The chapter starts three years into the famine that Elijah pronounced to the wicked king Ahab:
1 Kings 18.1-6The moral witness of Obadiah is fascinating. Obadiah is the palace administrator for a corrupt and wicked king. But Obadiah is a devout believer in the Lord so he hides a hundred prophets of the Lord and keeps them alive by supplying them with food and water. And we can assume this has been going on for about three years. No small task. And a risky one at that.
After a long time, in the third year, the word of the Lord came to Elijah: “Go and present yourself to Ahab, and I will send rain on the land.” So Elijah went to present himself to Ahab.
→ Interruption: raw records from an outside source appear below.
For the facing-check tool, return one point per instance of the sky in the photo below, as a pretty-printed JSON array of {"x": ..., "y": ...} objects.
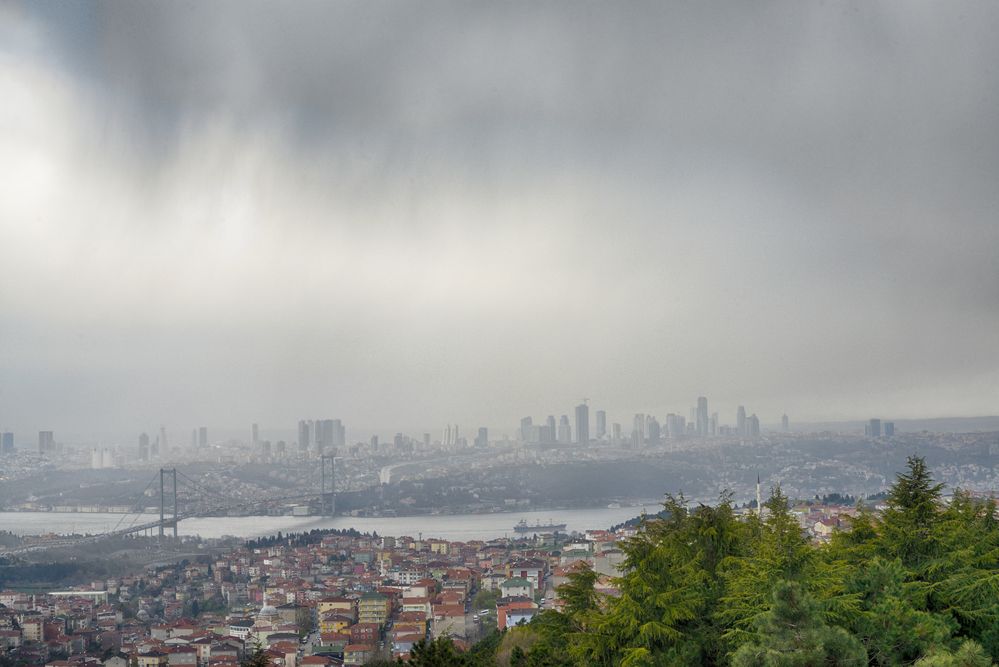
[{"x": 409, "y": 214}]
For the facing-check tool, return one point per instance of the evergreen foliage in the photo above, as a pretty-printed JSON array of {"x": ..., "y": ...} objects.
[{"x": 917, "y": 585}]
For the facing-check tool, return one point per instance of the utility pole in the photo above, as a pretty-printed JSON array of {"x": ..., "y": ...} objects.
[{"x": 327, "y": 489}]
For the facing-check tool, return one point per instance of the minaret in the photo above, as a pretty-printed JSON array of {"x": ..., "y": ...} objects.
[{"x": 759, "y": 499}]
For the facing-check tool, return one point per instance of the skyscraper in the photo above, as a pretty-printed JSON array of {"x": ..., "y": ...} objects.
[
  {"x": 702, "y": 416},
  {"x": 601, "y": 424},
  {"x": 339, "y": 434},
  {"x": 653, "y": 432},
  {"x": 304, "y": 435},
  {"x": 324, "y": 436},
  {"x": 46, "y": 442},
  {"x": 564, "y": 430},
  {"x": 638, "y": 426},
  {"x": 525, "y": 429},
  {"x": 583, "y": 423}
]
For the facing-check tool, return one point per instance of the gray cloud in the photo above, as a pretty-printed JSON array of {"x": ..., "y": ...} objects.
[{"x": 408, "y": 213}]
Now the famine was severe in Samaria, and Ahab had summoned Obadiah, his palace administrator. (Obadiah was a devout believer in the Lord. While Jezebel was killing off the Lord’s prophets, Obadiah had taken a hundred prophets and hidden them in two caves, fifty in each, and had supplied them with food and water.) Ahab had said to Obadiah, “Go through the land to all the springs and valleys. Maybe we can find some grass to keep the horses and mules alive so we will not have to kill any of our animals.” So they divided the land they were to cover, Ahab going in one direction and Obadiah in another.
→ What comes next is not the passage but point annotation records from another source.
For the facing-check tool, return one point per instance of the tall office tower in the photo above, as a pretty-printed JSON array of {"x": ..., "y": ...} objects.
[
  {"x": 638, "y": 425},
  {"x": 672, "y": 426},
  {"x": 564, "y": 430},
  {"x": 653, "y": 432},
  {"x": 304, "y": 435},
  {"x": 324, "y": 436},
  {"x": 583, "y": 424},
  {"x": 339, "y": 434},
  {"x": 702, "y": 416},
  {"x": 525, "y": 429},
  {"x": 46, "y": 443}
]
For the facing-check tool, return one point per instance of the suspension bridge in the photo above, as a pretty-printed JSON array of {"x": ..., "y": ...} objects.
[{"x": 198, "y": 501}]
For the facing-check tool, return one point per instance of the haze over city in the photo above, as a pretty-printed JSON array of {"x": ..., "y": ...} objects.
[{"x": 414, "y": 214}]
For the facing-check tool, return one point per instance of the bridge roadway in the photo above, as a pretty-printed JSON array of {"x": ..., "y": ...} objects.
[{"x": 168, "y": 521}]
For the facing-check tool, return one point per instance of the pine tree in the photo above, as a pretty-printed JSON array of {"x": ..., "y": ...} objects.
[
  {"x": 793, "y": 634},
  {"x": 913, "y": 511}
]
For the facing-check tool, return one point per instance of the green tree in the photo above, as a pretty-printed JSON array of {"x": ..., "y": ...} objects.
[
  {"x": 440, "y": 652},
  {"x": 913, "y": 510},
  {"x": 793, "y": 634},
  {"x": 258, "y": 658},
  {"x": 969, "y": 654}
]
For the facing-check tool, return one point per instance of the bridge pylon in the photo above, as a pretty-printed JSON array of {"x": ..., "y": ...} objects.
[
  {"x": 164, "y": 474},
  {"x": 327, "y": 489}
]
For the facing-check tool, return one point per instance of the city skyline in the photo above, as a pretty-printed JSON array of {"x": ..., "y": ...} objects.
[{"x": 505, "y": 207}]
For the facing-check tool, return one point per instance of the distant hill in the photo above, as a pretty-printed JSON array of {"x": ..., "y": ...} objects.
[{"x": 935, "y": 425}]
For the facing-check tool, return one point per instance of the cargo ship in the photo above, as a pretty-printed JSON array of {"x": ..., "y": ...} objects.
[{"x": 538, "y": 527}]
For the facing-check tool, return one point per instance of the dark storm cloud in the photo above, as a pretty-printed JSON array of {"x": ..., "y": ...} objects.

Basically, what Obadiah does is the equivalent of hiding Jews during the Holocaust as a Nazi government official.
And the witness of Obadiah isn't an isolated case. Throughout the Old Testament we find servants of the Lord serving pagan kings.
Joseph. Daniel. Shadrach, Meshach and Abednego. Esther.
I find these cases interesting as many of us serve or work in vocations, organizations, institutions or systems that don't seem very just or holy.
And yet, like Obadiah, we can be faithful people within these institutions, doing good and protecting people within our sphere of influence.